Tetapi, Marx mengingatkan bahwa keseluruhan proses ini (M – C – M ), tidak ada maknanya, jika si kapitalis hanya mendapatkan uang sebesar uangnya semula. Misalnya, jika semua ia memiliki Rp. 1000,- (M), kemudian digunakannya untuk membeli atau memproduksi sepatu seharga Rp. 900.- (C), dan menjual sepatu itu dengan harga dasar Rp. 1.000,- (M).
Bagi Marx, pertukaran model ini bukanlah cara produksi kapitalis. Karena itu, Marx menuliskan kembali rumusnya ini menjadi M – C – M’, dimana M’ (M plus) mewakili jumlah yang lebih besar dari M atau M’ > M. Uang senilai Rp. 1000,- (M) yang digunakan untuk membeli atau memproduksi sepatu senilai Rp. 900,- (C). Sepatu itu kemudian dijual menjadi Rp. 1.100 (M’). Dari proses ini, si kapitalis mendapatkan tambahan uang senilai Rp. 100,- yang kemudian sirkuit ini terus berputar tanpa henti. M’ inilah yang nantinya disebut Marx sebagai “nilai lebih“.

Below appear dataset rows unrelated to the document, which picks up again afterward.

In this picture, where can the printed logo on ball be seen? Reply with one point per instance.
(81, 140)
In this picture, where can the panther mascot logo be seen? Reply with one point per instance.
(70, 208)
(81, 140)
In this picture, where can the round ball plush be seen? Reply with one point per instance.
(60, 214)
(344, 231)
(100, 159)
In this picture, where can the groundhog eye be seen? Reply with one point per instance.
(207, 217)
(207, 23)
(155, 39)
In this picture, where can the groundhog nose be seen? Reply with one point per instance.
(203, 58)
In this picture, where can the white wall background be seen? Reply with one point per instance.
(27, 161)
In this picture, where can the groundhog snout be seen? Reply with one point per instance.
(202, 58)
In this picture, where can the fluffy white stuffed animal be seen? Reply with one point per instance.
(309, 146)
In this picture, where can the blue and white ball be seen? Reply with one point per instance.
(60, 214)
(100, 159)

Pada tahap M – C – M’, yang disebut Marx dengan istilah sirkuit uang, si kapitalis memproduksi komoditi bukan untuk konsumsi tapi, untuk dijual dengan tujuan semata-mata akumulasi nilai uang. Demikian pula, si konsumen membeli barang bukan semata-mata bertujuan memenuhi kebutuhannya. Proses M – C – M’ ini terjadi dalam situasi yang tidak pernah usai dan diam, sehingga terjadi apa yang disebut surplus product (kelebihan produksi).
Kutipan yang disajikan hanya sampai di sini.